A tale of iCloud account recovery
Please prove your identity with a CC neither you or us have ever seen
tl;dr: During account recovery, iCloud might ask you for the details of a credit card you’ve been using with the account. But it doesn’t just check whether the data matches their records — it tries to actually run the card. And if the live check is rejected by your payment processor for some reason then it doesn’t matter that you got all the card’s details right.
It finally happened! The personal crisis of the digital age that everyone is scared of but nearly nobody really prepares for. Through a series of events that deserve their own Netflix show, I’ve lost all of my mobile devices.
It’s not an epitome of digital death — after all, I still have access to my email. And therein lies the rub: the reason I still have access to the cornerstone of my online life is that its security is entirely up to me. Not so much with iCloud though. The iCloud account has been made “secure” for me by usurpers.
How is my email account secured? Nothing special, really. User/pasword + 2FA with a physical token. An attacker would have to tear that dongle out from my cold, dead pants. What if I lose it? There’s a backup token stashed somewhere safe. What if I lose that one too? Recovery codes hidden in plain sight.
Whatever you may think of this setup, the important part is that I DECIDE. I can add a TOTP authenticator or a dozen Yubikeys. I can add a recovery phone number or not. My threat model — my rules.
iCloud on the other hand, that is a beast from another tale. iCloud won’t let you have a much of a say. After all, 99,999% of its customers are not expected to have any clue about security — they need to be protected from themselves. Thus by default (or through a nagging popup) you’re likely to have the following 2FA scheme (at least in my country):
you need to provide the second factor when logging in from a new device / browser
the default second factor is a 6-digit code displayed on one of your devices already associated with the iCloud account
alternatively you can have a code sent to your main phone number
(Yes, I know they added support for FIDO keys last year. I found out after this adventure.)
With my iPhone and my iPad out of reach, the SMS code remains. Oh shoot! The SIM card was in that damn phone. And yeah, I will get a new SIM for that phone number, but it will take day or two or five. I need my dog’s selfies NOW.
Well, there is in fact an account recovery procedure. Weirdly enough, it’s hidden behind “I forgot my password”, but in the end you can request a recovery through your main email address (AKA “Apple ID"). Buuut, just to make sure you are really you, there are some things that could be asked of you. For example, the number, expiry date and CVV of your main payment method. No problemo! I have that on file, you have that on file — so I’ll show you mine, you show me yours and then my identity should no longer be in question.

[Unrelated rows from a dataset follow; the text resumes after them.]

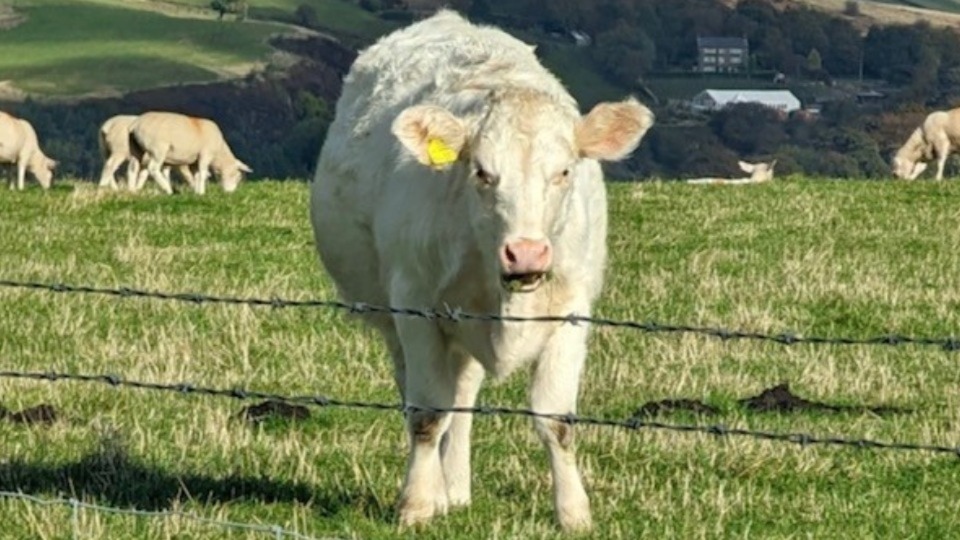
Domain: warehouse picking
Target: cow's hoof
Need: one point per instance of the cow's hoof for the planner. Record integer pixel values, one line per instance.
(577, 521)
(416, 512)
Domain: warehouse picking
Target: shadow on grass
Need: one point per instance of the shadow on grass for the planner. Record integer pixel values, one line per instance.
(111, 477)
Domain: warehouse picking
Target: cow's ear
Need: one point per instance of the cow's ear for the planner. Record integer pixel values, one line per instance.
(611, 131)
(432, 134)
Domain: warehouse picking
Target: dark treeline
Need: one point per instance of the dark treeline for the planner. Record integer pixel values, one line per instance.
(275, 121)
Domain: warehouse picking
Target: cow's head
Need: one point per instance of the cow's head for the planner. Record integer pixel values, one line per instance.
(907, 169)
(519, 160)
(232, 173)
(759, 172)
(42, 168)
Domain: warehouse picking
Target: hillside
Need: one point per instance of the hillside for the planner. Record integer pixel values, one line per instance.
(50, 48)
(935, 12)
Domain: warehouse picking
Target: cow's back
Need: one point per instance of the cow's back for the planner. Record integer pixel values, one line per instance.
(182, 138)
(12, 138)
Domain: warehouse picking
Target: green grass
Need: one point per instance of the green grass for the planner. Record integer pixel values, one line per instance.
(814, 257)
(99, 46)
(340, 16)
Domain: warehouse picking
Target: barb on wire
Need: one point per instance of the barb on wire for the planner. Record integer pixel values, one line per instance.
(632, 424)
(456, 315)
(77, 505)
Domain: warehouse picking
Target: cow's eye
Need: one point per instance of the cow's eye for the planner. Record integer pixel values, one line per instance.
(485, 177)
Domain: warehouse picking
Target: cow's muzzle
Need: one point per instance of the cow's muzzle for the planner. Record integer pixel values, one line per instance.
(522, 282)
(525, 264)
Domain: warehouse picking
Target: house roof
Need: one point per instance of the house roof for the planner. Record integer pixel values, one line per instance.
(722, 42)
(746, 96)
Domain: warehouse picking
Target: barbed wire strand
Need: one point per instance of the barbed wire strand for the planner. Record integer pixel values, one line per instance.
(77, 505)
(633, 424)
(453, 314)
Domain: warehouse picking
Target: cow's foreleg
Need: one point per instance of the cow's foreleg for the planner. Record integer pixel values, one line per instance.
(155, 169)
(109, 169)
(943, 151)
(203, 173)
(187, 175)
(21, 173)
(455, 444)
(556, 380)
(429, 384)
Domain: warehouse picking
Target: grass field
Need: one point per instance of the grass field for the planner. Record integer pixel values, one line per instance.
(827, 258)
(99, 46)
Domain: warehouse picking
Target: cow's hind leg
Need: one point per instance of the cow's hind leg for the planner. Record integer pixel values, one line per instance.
(110, 167)
(942, 147)
(556, 380)
(455, 444)
(429, 385)
(21, 173)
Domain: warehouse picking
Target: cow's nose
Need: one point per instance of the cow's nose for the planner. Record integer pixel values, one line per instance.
(526, 256)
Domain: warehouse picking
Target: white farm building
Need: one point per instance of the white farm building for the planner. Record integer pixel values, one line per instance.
(714, 100)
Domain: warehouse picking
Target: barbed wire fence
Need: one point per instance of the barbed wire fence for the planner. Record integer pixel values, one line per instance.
(635, 423)
(77, 506)
(453, 314)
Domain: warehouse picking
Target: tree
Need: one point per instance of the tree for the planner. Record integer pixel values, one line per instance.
(749, 128)
(814, 62)
(624, 53)
(306, 15)
(234, 7)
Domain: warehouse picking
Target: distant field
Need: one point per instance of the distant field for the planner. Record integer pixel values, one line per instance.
(939, 5)
(828, 258)
(89, 46)
(337, 15)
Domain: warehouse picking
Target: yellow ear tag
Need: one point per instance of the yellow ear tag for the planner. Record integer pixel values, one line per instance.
(439, 153)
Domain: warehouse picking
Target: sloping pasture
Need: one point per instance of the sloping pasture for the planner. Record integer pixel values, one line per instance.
(808, 257)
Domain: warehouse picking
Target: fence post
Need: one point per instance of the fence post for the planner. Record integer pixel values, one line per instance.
(75, 518)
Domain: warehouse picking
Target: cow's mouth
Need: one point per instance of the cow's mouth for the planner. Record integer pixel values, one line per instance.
(523, 282)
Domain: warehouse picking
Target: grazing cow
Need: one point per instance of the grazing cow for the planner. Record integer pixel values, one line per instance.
(934, 138)
(167, 138)
(759, 173)
(459, 172)
(115, 148)
(19, 145)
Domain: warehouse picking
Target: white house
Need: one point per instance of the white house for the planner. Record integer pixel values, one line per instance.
(714, 100)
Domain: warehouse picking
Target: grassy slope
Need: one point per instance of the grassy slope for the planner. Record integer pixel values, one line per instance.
(830, 258)
(340, 16)
(88, 46)
(952, 6)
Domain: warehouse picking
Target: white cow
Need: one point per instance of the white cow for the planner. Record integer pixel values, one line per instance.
(19, 145)
(459, 172)
(115, 148)
(935, 138)
(759, 173)
(167, 138)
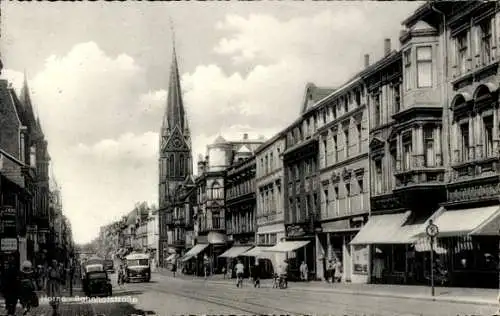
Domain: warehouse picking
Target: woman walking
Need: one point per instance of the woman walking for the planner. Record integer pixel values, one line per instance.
(54, 287)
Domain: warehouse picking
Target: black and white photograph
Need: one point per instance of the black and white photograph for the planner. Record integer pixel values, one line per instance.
(250, 158)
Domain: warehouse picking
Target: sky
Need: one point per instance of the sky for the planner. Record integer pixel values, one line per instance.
(98, 73)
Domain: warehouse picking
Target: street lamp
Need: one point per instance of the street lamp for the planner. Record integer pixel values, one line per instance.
(432, 231)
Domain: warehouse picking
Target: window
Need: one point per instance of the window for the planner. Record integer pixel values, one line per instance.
(407, 71)
(397, 97)
(486, 41)
(488, 135)
(430, 157)
(376, 104)
(335, 148)
(325, 153)
(181, 165)
(347, 189)
(358, 97)
(378, 176)
(464, 132)
(462, 51)
(361, 185)
(360, 137)
(22, 147)
(346, 138)
(407, 151)
(337, 208)
(424, 67)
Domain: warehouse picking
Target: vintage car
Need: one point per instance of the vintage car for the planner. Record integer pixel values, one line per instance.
(137, 267)
(97, 283)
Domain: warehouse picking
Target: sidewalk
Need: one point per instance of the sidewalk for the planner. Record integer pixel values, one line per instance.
(444, 294)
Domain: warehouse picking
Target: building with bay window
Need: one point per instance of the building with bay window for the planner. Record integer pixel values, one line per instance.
(343, 175)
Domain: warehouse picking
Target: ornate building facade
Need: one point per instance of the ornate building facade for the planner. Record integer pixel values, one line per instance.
(343, 174)
(175, 161)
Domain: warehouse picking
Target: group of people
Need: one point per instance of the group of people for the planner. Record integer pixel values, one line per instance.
(21, 285)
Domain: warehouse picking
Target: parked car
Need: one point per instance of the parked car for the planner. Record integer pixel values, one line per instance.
(109, 266)
(97, 283)
(137, 267)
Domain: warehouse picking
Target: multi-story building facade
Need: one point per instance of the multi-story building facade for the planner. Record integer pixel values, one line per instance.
(434, 153)
(468, 79)
(175, 161)
(270, 206)
(301, 185)
(240, 205)
(343, 173)
(211, 209)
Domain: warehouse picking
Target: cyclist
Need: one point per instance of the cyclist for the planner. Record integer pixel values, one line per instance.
(240, 269)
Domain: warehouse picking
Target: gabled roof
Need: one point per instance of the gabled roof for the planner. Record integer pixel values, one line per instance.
(313, 94)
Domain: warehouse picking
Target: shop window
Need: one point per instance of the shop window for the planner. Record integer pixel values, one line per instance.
(424, 67)
(488, 135)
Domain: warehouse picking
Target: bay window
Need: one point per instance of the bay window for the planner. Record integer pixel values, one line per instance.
(462, 51)
(424, 67)
(488, 135)
(486, 41)
(465, 145)
(407, 70)
(429, 147)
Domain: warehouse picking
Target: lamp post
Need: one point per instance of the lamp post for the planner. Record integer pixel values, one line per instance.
(432, 231)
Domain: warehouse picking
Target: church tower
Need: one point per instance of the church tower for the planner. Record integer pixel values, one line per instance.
(175, 158)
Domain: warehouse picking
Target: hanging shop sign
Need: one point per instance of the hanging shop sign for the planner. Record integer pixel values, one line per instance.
(8, 244)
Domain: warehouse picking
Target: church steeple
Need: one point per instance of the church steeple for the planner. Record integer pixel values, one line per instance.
(174, 113)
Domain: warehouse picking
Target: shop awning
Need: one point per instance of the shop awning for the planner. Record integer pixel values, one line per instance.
(386, 229)
(287, 246)
(235, 251)
(256, 252)
(171, 257)
(471, 221)
(193, 252)
(424, 245)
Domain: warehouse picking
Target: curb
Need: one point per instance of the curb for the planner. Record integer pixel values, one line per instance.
(491, 302)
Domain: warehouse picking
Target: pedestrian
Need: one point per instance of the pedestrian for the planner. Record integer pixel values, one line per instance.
(240, 270)
(256, 273)
(174, 266)
(27, 287)
(54, 286)
(10, 286)
(304, 271)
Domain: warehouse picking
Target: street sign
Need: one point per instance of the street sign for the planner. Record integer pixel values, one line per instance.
(432, 230)
(8, 244)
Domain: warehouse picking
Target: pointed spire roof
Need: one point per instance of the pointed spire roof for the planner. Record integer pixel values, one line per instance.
(25, 99)
(175, 114)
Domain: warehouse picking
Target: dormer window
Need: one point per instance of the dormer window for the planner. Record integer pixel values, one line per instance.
(424, 67)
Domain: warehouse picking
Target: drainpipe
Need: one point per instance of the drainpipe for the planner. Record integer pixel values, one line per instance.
(444, 57)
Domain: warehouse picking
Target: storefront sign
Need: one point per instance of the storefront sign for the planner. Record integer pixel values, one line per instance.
(8, 244)
(360, 259)
(475, 192)
(295, 231)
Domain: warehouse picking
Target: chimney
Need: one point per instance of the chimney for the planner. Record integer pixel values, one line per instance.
(387, 46)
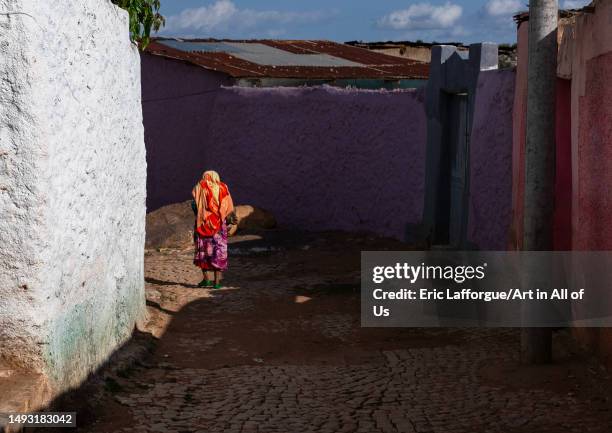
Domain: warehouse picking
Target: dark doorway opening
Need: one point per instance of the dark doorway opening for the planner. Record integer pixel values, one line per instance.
(452, 194)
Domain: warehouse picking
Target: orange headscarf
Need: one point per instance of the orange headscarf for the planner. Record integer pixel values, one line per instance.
(214, 203)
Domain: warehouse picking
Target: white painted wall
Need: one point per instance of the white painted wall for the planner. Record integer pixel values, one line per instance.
(72, 185)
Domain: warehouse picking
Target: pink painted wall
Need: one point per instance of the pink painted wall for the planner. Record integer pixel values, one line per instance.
(490, 211)
(585, 58)
(590, 63)
(562, 232)
(562, 224)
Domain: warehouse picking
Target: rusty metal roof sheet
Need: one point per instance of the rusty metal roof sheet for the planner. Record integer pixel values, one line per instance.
(288, 59)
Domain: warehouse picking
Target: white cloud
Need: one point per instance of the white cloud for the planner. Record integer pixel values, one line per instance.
(498, 8)
(423, 16)
(575, 4)
(225, 16)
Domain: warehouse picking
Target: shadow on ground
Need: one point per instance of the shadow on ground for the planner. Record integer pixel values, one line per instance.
(280, 349)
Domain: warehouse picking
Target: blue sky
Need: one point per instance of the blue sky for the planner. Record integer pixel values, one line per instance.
(343, 20)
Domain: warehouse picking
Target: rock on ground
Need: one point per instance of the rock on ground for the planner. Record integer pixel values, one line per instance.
(172, 226)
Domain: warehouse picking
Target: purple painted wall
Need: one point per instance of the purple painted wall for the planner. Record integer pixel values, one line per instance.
(490, 211)
(177, 104)
(324, 158)
(318, 158)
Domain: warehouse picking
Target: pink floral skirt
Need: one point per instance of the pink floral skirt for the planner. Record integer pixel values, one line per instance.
(211, 252)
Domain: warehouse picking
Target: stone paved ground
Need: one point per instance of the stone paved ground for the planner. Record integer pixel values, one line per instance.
(280, 349)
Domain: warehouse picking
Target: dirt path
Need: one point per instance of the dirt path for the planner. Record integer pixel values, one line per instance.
(280, 349)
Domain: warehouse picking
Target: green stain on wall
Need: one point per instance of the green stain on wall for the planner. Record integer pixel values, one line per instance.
(87, 334)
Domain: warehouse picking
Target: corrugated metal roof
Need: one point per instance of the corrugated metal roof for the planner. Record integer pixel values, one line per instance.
(288, 59)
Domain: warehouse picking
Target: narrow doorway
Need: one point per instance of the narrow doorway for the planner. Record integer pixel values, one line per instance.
(452, 194)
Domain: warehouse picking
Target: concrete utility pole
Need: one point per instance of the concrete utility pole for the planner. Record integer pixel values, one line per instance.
(536, 343)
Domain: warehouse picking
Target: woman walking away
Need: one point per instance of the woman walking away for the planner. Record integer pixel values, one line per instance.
(212, 204)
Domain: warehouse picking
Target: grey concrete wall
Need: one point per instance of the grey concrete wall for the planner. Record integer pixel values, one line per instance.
(72, 186)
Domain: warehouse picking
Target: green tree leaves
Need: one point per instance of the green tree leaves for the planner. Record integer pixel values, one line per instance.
(144, 18)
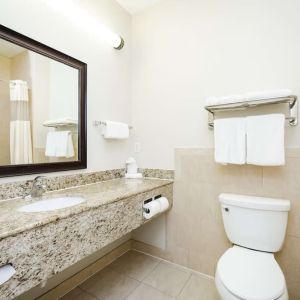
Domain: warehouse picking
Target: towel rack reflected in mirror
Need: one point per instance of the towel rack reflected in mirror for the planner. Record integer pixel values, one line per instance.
(99, 123)
(290, 100)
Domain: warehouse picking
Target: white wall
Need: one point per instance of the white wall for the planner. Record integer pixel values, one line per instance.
(108, 69)
(184, 51)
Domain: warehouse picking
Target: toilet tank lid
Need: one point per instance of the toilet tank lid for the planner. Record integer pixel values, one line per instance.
(260, 203)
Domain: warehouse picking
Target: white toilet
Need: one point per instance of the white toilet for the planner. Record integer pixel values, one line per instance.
(256, 226)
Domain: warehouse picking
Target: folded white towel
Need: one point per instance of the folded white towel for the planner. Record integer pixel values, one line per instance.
(230, 140)
(268, 94)
(265, 140)
(59, 144)
(115, 130)
(224, 100)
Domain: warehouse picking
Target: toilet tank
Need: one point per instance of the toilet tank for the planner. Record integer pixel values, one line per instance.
(255, 222)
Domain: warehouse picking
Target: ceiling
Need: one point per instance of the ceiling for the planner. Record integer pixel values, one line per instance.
(136, 6)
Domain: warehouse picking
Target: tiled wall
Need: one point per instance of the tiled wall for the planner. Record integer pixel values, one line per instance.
(202, 240)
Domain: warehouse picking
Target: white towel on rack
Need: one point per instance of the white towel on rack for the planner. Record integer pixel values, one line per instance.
(115, 130)
(265, 140)
(230, 140)
(268, 94)
(59, 144)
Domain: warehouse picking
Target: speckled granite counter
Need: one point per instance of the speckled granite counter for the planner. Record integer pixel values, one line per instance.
(42, 244)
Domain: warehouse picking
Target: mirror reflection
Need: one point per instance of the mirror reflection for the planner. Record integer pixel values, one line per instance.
(38, 108)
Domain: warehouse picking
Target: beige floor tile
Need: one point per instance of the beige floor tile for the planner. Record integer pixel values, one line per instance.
(135, 265)
(168, 279)
(199, 288)
(109, 285)
(145, 292)
(78, 294)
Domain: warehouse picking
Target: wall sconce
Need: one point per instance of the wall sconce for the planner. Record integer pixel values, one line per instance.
(83, 20)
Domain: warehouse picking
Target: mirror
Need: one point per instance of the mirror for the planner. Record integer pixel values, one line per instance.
(42, 107)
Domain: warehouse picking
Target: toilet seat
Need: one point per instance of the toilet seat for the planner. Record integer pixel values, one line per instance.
(250, 274)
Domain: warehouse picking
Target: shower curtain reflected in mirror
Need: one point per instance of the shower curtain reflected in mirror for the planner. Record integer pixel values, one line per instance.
(20, 127)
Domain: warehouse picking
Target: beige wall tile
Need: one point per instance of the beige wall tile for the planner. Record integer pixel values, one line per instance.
(289, 260)
(198, 182)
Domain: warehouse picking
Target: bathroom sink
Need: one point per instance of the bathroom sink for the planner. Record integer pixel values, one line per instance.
(51, 204)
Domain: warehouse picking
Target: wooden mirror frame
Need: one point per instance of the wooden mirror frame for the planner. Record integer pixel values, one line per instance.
(30, 44)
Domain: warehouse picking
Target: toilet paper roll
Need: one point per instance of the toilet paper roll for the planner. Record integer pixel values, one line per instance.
(6, 272)
(164, 203)
(154, 208)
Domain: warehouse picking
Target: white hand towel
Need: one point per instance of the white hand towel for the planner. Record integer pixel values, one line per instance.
(265, 140)
(230, 140)
(268, 94)
(59, 144)
(115, 130)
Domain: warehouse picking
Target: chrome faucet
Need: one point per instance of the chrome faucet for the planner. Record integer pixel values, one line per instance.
(37, 189)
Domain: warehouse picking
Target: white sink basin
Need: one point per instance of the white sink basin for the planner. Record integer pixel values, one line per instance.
(51, 204)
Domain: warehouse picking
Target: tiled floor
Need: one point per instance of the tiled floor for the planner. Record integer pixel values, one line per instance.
(136, 276)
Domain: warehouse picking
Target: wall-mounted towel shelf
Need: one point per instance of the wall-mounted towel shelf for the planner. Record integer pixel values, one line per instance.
(99, 123)
(290, 100)
(60, 123)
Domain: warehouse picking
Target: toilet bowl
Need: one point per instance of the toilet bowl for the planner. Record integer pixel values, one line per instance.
(247, 274)
(256, 226)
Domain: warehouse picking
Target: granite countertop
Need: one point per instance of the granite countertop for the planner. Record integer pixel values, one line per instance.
(13, 222)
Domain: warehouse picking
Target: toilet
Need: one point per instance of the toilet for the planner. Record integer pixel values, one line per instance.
(256, 226)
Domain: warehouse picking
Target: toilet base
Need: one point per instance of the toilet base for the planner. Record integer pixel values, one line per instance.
(226, 295)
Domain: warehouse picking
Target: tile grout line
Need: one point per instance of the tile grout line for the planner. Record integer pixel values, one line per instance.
(178, 266)
(87, 292)
(190, 276)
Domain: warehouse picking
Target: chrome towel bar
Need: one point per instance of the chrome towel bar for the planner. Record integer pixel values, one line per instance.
(290, 100)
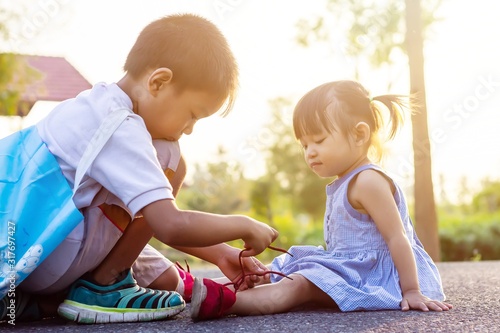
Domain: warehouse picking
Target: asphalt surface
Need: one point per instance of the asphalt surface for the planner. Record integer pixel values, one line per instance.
(472, 287)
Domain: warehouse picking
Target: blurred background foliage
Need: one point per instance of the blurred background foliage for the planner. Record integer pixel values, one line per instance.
(291, 198)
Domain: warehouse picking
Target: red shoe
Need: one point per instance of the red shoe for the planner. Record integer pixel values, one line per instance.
(210, 299)
(188, 280)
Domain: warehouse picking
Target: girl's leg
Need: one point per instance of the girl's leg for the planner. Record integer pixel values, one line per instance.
(280, 297)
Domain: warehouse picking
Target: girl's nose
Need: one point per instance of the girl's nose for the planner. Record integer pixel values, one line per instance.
(310, 152)
(189, 129)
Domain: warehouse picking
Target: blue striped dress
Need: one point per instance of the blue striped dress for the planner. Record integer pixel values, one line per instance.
(356, 270)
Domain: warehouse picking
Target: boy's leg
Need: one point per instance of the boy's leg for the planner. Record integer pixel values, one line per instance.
(110, 293)
(153, 270)
(134, 239)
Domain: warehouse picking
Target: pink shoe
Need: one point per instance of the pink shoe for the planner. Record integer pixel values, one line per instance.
(210, 299)
(188, 280)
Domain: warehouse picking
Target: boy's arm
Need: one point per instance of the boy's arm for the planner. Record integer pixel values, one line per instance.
(176, 227)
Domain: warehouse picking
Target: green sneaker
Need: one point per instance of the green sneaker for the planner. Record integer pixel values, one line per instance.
(124, 301)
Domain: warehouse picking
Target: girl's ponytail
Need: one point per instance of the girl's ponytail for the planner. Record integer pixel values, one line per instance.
(396, 104)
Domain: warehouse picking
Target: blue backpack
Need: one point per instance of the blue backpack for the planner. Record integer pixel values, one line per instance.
(37, 211)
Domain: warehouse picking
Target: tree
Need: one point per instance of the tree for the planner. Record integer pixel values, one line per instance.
(216, 187)
(425, 207)
(376, 33)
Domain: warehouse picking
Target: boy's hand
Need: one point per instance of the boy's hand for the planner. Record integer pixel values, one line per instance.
(229, 264)
(414, 299)
(260, 236)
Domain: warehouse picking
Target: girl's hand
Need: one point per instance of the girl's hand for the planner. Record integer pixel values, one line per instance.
(258, 238)
(414, 299)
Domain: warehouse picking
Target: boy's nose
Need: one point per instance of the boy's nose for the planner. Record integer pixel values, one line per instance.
(189, 129)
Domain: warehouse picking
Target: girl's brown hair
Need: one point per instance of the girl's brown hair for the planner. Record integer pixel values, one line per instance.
(340, 105)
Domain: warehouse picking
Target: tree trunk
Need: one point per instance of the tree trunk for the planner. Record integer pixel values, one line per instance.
(425, 209)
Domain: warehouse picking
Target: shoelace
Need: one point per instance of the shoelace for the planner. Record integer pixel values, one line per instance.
(187, 270)
(238, 283)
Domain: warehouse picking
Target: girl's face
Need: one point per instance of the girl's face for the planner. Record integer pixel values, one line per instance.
(331, 154)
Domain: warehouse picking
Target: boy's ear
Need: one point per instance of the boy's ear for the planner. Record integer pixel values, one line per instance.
(362, 133)
(158, 78)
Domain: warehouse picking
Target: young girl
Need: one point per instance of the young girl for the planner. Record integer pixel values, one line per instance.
(373, 258)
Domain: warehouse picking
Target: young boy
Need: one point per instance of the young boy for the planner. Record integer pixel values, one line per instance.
(180, 70)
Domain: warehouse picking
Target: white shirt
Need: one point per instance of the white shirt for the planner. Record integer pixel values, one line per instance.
(127, 166)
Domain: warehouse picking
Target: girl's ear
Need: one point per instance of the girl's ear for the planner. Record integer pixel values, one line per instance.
(362, 133)
(158, 79)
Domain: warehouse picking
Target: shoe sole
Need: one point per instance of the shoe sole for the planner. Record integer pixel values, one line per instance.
(198, 296)
(85, 314)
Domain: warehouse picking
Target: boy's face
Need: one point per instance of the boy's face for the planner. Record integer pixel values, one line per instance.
(169, 113)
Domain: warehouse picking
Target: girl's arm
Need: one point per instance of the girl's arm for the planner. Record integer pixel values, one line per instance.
(373, 193)
(186, 228)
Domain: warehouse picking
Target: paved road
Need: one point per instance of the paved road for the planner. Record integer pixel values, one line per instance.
(472, 287)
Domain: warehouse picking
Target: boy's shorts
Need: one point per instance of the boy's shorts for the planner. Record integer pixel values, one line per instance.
(100, 237)
(91, 241)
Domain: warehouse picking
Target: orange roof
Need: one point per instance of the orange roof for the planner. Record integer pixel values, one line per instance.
(59, 80)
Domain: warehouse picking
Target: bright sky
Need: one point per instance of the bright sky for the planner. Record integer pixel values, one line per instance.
(462, 71)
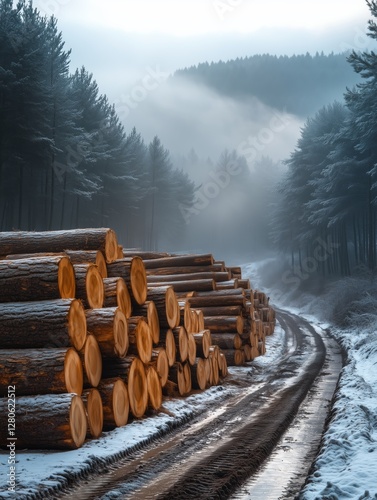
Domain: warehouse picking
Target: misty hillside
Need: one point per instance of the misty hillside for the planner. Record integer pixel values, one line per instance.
(299, 84)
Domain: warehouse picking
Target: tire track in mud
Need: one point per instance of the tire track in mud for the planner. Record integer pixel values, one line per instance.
(214, 455)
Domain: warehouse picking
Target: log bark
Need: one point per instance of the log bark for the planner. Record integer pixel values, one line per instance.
(89, 257)
(109, 326)
(103, 239)
(203, 341)
(198, 374)
(224, 324)
(179, 260)
(154, 388)
(140, 338)
(116, 405)
(94, 412)
(50, 421)
(166, 304)
(117, 295)
(91, 360)
(227, 340)
(133, 272)
(41, 371)
(37, 279)
(89, 285)
(49, 323)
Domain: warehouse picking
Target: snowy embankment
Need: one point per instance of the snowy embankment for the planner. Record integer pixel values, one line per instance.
(346, 466)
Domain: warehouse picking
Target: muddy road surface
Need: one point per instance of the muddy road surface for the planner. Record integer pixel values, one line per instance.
(258, 443)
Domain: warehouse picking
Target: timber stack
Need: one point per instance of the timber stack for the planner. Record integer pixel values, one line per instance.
(93, 335)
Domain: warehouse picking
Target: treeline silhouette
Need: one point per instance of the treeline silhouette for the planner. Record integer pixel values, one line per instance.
(298, 84)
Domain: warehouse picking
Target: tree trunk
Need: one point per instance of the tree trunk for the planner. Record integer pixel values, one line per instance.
(89, 285)
(41, 371)
(94, 410)
(117, 295)
(133, 272)
(140, 338)
(50, 421)
(166, 304)
(58, 241)
(33, 279)
(115, 401)
(49, 323)
(109, 326)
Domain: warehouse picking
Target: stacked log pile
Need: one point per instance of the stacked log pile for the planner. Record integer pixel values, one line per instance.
(92, 334)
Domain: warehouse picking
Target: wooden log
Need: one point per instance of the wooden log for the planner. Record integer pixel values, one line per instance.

I proceed to type in the deets, clickety-click…nope. “The CVV is invalid.” Huh? But that’s what I have in the password manager! And I remember those 3 digits well — no way they aren’t right. I spent a minute scratching my head over there…and then I noticed the expiry date. April 2024. Well, “April 2024” was “right now”. Revolut, bless their heart, issued a new virtual card — with the same number…same CVV and new expiry date? The notification in Revolut’s app says “Incorrect expiry date”. But that’s not what Apple said. Nobody likes being lied to.
Listen, Apple, I’ll happily tell you the details of my primary CC in that account. I’ll also tell you the details of the other CC connected to it. Hell, I’ll even throw in the email address of the connected PayPal account! But why, oh why do you have to actually run the card? It worked when I added it! Whether or not it still works is completely irrelevant to verifying my identity! The fact that it just happened to stop working yesterday shouldn’t make me any more sus. And don’t get me started about the misleading error message.
Alright, alright, have it your way. I’ll just wait a bit more and use the phone. In the meantime, the joke’s on you — you’ll realize as soon as you try to charge a subscription to that expired card.